The customers were consistently stunned with the IBM proposal. The proposal named systems that the customer recognized. It gave supporting statistics for consolidation ratios. The data could even be sorted the customer's servers into convenient groups according to their resource demands: memory consumption, CPU consumption, and network consumption.
As a special deal, I could look at the data and give them the names of apps that were memory leakers and CPU runaways. I was using a bit of probability, but any Windows app that consumed all 4Gby of memory was either a database server or had a memory leak. If the admin checked memory usage after the next schedule reboot, they could tell quickly (low memory after boot on a high memory consuming server meant memory leak).

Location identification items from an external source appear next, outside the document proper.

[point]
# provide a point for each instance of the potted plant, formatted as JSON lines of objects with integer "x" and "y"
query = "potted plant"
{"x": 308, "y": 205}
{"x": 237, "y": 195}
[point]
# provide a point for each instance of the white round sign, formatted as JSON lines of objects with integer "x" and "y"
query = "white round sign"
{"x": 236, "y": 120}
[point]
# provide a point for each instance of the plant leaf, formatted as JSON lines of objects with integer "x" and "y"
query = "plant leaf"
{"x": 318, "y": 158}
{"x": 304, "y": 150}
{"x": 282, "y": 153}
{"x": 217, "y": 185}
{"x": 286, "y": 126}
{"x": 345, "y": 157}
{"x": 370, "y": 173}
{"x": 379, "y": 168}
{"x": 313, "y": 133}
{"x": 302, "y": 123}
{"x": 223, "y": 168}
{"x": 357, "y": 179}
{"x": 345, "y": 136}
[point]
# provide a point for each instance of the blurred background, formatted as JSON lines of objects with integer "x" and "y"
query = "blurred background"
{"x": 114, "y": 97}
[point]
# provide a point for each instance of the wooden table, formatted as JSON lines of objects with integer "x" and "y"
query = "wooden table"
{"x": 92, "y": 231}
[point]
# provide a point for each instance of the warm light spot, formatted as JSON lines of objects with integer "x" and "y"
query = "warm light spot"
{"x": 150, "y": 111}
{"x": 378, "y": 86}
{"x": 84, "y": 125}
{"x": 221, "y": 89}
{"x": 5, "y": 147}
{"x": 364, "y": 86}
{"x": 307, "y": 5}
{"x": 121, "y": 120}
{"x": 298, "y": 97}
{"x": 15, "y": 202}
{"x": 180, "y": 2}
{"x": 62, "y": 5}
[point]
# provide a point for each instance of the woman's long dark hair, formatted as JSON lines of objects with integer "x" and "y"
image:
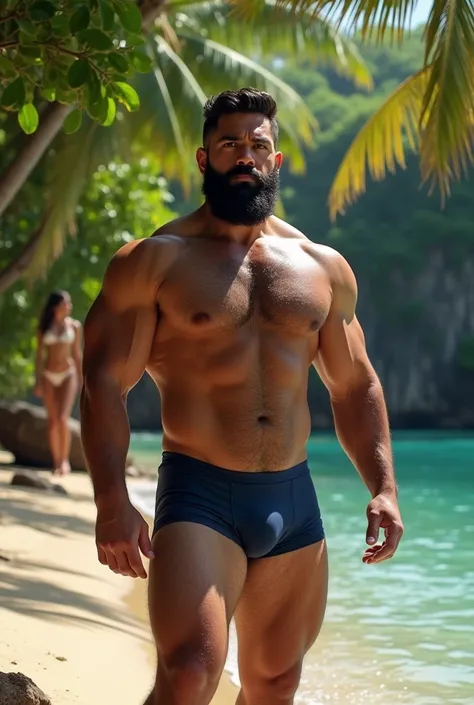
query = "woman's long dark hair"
{"x": 47, "y": 316}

The CPU looper was more speculative, but very few x86 servers actually needed their CPU capacity - most apps were (literally) 1% utilization or less.
As a result, the IBM salespeople presented the customer with highly detailed recommendations that could ben supported with data. Recommendations that were tailored to the customer's actual needs. Far better than one-size-fits-all from the other vendors.
Customers loved CDAT. They would often quickly agree to a prototype - buy 5-10 servers from IBM xSeries and apply part of the consolidation plan using virtualization. If this worked, the customer was positioned to buy more servers from IBM, ultimately replacing their server hardware.
In the first year of CDAT use, IBM xSeries used it to secure about $10M in business. The second year, $20M, and the third year, $40M. Pretty good. So good, that CDAT was eventually expanded to cover pSeries AIX systems for server consolidation. the
I have two regrets coming out of the experience. I mentioned my poor choice of names above, and that is big. Names like "Watson" or "BlueSphere" resonate with people. The other regret is that I did not push and advocate CDAT as much as I should have. My attidude was, "yeah, theis is cool, but it was pretty easy." Bad answer. The customers loved it, and I should have pushed hard to increase the exposure (within IBM) and add features. My team could have been seen as the core of a $50M/year business. Instead, we were neglected. In retrospect, a missed opportunity on a large scale. Not smart.
So that is the story of CDAT.
Here is a Computerworld article from 2007 that describes CDAT for public consumption. As I left in 2005, CDAT outlived me by years.
https://www2.computerworld.co.nz/article/497013/ibm_takes_server_consolidation_tool_smbs/
Dated November 2007, the article reports in part:
IBM takes server consolidation tool to SMBs
IBM has just launched an analysis tool that it believes will help businesses find under-utilised x86 servers that could profitably be consolidated.
The vendor believes that server consolidation using virtualisation technology can save up to 60% in IT costs while quadrupling computing utilisation.
Big Blue has expanded its Consolidation Discovery and Analysis Tool (CDAT) to allow IBM resellers and integrators to evaluate smaller environments of 50 servers or fewer. IBM says it is also providing an additional end-user service, Server Consolidation Factory, at US$500 (NZ$655) per 50 servers, which it claims is "up to five times less expensive than competitive services".
As an example, IBM integrator Mainline Information Systems performed a successful CDAT evaluation for a 575-employee client, Frankenmuth Mutual Insurance Company, a US-based property and casualty insurer, which has since virtualised its server farm.